Enfim uma vitória Enfim uma vitória.

Traduzindo para Máquinas

Ok, finalizado o exemplo meio patético, como podemos trazer esse processo de aprendizado para as máquinas?

Vamos criar um outro exemplo agora. Só que dessa vez, o nosso jogador é um computador.

Assim, como o nosso jogador humano, o computador não sabe muita coisa sobre o jogo no início, e ele também precisa criar uma estratégia eficaz para vencer o jogo. Ele poderia passar pelo mesmo processo de perder várias partidas e usar seu poder criativo para ajustar sua estratégia até vencer. O problema é que computadores não são lá tão criativos, mas eles são bons em uma outra coisa: Processar uma grande quantidade de informações ao mesmo tempo.

Então considerando isso, podemos seguir um atalho. Ao invés de fazer o computador passar por todo o longo processo de criar uma estratégia, que tal seguir o caminho alternativo apresentado a seguir?

Estratégia do Computador

Bem, é isso: Esse processo é o Machine Learning.

Sua ideia, assim como visto no artigo passado, nada mais é do que a de tentar criar uma solução para um problema muito complicado utilizando como atalho uma grande quantidade de dados já existentes sobre esse problema. Com os dados, o computador consegue identificar padrões que levam ao resultado desejado, e os utiliza para compor sua solução final, que depois de construída pode ser utilizada em novas situações do problema resolvido.
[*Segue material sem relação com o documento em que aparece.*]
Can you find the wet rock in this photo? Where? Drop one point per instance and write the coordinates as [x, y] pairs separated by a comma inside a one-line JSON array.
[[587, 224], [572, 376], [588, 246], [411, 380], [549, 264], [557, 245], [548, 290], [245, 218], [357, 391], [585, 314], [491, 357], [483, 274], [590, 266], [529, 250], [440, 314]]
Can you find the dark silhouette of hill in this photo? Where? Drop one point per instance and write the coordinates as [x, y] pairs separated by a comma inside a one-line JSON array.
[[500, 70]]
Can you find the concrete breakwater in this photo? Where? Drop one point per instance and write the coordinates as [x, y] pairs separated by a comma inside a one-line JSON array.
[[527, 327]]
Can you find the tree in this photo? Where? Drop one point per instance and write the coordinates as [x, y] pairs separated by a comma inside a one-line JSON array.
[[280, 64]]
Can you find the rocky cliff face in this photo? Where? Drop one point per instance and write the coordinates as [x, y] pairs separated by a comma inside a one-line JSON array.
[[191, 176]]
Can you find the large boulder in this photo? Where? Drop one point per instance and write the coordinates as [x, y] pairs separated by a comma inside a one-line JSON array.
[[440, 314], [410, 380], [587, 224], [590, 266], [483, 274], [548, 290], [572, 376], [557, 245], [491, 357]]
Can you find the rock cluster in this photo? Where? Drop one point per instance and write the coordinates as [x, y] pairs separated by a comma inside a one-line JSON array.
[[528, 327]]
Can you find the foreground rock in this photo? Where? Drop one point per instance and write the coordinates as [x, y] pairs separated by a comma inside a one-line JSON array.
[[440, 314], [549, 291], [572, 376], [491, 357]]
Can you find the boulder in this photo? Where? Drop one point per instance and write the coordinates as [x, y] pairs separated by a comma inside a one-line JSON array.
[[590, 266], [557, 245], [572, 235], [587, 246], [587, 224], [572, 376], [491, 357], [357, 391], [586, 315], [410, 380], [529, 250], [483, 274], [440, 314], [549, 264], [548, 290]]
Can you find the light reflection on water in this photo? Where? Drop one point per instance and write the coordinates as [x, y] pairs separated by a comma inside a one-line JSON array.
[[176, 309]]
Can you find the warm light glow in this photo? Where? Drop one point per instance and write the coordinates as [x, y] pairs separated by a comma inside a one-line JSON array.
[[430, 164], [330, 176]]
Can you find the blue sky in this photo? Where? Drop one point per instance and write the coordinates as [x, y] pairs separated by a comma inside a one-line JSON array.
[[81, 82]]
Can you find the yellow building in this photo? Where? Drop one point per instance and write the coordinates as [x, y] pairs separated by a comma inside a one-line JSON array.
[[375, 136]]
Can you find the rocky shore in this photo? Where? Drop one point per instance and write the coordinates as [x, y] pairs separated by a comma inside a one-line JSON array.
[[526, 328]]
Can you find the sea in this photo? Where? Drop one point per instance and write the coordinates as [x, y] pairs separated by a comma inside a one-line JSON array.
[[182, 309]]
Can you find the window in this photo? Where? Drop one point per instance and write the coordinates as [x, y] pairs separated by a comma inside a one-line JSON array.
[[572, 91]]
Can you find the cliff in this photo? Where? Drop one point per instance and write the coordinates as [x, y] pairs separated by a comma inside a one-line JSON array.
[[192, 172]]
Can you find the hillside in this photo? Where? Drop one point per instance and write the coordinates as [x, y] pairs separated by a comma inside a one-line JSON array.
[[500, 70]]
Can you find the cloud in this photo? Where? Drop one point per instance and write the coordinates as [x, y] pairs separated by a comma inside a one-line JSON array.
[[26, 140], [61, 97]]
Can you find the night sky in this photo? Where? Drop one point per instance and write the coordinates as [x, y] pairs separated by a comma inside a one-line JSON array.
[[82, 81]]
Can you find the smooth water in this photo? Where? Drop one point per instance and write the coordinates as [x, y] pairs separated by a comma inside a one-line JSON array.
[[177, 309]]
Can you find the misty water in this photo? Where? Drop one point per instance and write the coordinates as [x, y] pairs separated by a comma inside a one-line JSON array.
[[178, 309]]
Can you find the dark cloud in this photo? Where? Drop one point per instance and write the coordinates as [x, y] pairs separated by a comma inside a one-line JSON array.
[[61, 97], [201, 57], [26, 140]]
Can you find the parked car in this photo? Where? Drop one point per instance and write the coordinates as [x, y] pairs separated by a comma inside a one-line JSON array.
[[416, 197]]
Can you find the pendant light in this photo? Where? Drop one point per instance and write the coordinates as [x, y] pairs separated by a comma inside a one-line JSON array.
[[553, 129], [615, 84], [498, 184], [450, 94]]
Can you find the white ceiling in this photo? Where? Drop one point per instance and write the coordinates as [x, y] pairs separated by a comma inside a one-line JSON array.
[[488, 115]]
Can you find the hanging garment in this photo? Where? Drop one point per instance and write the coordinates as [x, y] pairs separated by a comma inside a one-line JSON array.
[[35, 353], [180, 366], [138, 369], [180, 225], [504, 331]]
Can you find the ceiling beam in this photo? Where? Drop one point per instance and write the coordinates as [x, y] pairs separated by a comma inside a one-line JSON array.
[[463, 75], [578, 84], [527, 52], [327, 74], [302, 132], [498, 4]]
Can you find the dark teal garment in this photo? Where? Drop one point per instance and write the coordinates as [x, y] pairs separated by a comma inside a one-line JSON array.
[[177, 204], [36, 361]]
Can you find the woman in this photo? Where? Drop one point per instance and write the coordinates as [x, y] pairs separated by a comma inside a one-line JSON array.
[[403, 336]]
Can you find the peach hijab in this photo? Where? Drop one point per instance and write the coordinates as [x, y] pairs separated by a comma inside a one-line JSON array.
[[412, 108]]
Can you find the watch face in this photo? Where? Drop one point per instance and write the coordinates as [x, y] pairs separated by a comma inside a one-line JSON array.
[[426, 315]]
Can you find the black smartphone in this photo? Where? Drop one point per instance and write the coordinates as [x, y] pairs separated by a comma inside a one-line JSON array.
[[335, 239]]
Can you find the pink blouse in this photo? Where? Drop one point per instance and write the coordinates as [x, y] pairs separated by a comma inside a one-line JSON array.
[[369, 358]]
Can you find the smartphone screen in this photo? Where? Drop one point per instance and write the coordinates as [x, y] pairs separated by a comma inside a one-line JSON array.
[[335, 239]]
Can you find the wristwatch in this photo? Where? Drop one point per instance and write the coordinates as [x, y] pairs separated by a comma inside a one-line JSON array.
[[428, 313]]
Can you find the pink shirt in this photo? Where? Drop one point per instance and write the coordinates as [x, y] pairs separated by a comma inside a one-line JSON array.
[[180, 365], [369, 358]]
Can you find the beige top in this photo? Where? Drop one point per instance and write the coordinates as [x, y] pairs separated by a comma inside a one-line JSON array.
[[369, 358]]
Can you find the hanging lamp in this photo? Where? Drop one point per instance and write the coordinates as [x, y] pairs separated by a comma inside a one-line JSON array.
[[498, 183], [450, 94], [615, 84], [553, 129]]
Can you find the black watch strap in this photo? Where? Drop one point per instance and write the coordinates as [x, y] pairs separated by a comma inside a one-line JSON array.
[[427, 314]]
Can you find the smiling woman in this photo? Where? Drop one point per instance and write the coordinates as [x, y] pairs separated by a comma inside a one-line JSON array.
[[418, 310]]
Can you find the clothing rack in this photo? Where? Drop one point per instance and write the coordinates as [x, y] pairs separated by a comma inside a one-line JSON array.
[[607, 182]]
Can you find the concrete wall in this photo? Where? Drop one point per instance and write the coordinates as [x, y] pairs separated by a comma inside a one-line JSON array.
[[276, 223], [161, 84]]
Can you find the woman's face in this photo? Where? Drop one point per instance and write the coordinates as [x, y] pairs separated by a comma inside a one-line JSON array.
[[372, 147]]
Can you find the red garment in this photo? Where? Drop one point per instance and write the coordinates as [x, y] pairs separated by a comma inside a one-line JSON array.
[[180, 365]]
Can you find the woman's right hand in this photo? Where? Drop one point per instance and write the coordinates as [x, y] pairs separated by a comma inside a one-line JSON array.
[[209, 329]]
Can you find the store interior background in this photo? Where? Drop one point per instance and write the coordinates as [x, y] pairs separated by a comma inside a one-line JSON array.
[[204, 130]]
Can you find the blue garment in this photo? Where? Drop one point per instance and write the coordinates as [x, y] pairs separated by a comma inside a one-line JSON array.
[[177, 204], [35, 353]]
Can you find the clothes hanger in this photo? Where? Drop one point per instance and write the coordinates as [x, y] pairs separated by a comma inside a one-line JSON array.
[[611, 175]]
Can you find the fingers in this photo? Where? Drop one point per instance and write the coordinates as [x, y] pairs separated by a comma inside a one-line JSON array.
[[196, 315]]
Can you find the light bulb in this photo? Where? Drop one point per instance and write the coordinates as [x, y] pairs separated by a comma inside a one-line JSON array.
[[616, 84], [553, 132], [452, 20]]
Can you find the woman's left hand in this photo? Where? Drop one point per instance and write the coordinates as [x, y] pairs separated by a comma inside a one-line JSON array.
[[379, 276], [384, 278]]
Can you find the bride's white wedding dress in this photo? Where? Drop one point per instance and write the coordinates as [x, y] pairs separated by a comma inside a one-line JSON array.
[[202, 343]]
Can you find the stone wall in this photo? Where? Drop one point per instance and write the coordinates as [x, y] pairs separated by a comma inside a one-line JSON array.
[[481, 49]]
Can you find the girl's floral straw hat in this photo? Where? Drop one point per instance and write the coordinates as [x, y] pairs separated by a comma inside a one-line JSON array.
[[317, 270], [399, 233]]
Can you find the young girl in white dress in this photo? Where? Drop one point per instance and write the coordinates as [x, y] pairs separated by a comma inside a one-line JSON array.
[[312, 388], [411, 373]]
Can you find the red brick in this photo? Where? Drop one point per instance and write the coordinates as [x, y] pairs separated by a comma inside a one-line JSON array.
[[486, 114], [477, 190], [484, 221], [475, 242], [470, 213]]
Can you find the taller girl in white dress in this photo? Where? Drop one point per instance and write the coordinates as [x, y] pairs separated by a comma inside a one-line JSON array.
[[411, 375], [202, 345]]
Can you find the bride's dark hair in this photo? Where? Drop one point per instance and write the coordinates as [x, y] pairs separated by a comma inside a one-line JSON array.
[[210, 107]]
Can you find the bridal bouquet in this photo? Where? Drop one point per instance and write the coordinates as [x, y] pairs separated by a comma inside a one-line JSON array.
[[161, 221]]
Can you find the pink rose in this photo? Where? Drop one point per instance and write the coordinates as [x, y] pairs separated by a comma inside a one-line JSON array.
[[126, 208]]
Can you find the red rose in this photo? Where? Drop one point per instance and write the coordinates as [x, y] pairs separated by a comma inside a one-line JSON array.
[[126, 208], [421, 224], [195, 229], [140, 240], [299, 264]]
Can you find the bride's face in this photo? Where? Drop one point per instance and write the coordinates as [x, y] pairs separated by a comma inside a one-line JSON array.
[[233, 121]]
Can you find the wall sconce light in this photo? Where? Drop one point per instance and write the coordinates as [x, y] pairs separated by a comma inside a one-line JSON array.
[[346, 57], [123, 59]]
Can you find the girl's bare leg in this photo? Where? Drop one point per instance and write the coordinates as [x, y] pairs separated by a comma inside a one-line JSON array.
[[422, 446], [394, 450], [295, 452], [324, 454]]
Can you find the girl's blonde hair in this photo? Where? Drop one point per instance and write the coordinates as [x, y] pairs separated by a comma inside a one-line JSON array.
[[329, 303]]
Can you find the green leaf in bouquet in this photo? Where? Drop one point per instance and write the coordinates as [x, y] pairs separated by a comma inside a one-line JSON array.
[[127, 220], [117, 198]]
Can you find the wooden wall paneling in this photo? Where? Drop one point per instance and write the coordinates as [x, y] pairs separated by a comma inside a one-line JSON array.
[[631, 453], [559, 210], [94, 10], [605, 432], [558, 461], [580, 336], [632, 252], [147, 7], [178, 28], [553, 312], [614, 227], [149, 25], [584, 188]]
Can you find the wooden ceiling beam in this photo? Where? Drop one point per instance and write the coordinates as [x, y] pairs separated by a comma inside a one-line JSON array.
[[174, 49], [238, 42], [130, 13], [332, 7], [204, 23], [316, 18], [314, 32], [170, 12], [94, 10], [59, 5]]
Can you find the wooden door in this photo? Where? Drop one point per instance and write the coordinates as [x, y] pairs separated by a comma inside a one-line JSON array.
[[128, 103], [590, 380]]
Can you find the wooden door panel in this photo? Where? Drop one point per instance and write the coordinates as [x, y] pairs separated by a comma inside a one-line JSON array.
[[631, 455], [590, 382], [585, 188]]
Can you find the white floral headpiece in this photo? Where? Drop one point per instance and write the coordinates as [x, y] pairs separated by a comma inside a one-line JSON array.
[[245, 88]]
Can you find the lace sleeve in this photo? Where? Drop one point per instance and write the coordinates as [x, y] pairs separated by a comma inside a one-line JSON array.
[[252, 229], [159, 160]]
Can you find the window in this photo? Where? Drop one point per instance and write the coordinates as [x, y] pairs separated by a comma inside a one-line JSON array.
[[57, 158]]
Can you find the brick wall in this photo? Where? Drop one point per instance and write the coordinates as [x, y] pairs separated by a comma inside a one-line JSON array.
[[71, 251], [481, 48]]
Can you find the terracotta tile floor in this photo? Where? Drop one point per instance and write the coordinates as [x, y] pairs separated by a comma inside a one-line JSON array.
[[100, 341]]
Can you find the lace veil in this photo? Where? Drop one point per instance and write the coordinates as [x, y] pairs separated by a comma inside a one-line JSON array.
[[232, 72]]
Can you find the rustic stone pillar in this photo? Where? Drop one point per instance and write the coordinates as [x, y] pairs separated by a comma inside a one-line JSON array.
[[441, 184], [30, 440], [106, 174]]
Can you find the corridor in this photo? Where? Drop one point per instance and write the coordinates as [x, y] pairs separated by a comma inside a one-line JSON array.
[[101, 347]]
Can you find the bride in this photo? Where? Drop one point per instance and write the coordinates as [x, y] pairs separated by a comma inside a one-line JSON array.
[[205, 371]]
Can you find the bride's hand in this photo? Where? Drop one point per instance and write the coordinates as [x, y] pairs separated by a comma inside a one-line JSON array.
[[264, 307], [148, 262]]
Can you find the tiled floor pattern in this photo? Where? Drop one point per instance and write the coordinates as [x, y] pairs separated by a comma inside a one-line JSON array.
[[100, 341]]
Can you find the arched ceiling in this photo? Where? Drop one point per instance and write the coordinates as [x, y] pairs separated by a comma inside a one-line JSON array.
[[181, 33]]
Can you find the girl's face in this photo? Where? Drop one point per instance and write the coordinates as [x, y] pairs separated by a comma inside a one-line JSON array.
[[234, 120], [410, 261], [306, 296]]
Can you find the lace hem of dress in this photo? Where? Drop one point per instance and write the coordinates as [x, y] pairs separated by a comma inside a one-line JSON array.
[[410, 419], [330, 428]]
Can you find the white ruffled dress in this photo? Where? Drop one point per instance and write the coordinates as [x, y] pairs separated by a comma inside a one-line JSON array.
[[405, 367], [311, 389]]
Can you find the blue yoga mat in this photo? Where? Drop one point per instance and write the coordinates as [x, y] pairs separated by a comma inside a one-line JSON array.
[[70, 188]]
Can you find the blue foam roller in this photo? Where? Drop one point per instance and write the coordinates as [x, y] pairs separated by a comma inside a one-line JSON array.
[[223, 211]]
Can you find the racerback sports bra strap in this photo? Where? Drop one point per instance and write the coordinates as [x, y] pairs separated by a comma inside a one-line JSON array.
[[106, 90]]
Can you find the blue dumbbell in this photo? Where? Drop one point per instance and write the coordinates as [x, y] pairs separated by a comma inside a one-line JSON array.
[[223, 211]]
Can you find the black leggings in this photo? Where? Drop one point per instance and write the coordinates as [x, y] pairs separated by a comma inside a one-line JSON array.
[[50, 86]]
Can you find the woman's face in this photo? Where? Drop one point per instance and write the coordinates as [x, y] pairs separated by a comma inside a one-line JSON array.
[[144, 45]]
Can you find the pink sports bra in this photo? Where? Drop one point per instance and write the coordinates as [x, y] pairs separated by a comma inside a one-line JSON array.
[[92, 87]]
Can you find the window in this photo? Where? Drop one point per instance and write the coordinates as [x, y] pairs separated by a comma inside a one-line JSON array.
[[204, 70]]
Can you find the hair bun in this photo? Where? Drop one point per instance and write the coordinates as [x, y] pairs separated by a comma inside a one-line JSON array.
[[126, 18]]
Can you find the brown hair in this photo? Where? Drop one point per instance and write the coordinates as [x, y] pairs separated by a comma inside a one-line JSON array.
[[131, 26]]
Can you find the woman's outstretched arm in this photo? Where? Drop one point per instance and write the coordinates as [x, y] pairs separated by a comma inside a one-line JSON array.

Apesar desse pequeno atalho, como dito no começo desse artigo, o processo de aprendizado da máquina a partir dos dados é bem parecido com a forma como o nosso primeiro jogador aprendeu sobre o jogo.

Para construir uma lógica efetiva, o computador passa por um processo chamado de Treinamento, onde ele varre o conjunto de dados de dados várias vezes, assim como o jogador jogou várias partidas. A cada passagem pelos dados, o computador aplica sua estratégia em um conjunto de dados conhecidos, e compara os resultados que ele obteve com os resultados esperados, calculando assim sua performance. É como se o computador jogasse várias vezes partidas passadas, que já aconteceram. E assim como o jogador humano, a cada fim de partida, o computador checa a sua performance, comparando com o resultado esperado, e faz alterações na sua estratégia, baseadas nos padrões presentes nos dados, buscando reduzir o seu erro e chegar de maneira mais precisa no resultado desejado.

Processo de Treinamento

Até que após várias passagens, o computador enfim cria uma estratégia eficiente que pode ser aplicada a qualquer partida futura. Assim, como o jogador humano, o computador também passa por várias tentativas, derrotas e ajustes até ganhar uma partida.

Conclusão (por agora)

No fim, o aprendizado, seja por um humano, ou pela máquina, segue um processo parecido de tentativas, erros e otimizações até chegar num bom resultado. A diferença está na forma como cada um faz isso. Enquanto o humano usa a sua criatividade, o computador usa uma grande quantidade de dados e vários cálculos matemáticos que estão por trás do funcionamento real de uma solução de Machine Learning (e que estão além da ideia desse artigo).

No papel, propor uma solução de Machine Learning parece fácil, mas construir uma solução efetiva é algo bastante desafiador. E esse desafio já começa, como talvez tenha sido possível perceber no exemplo, na obtenção de uma grande quantidade de dados relevantes para a construção de uma lógica. A Engenharia de Dados existe, em parte, para resolver isso, e no próximo artigo, pretendo explorar como fornecer os dados que alimentam essas tecnologias.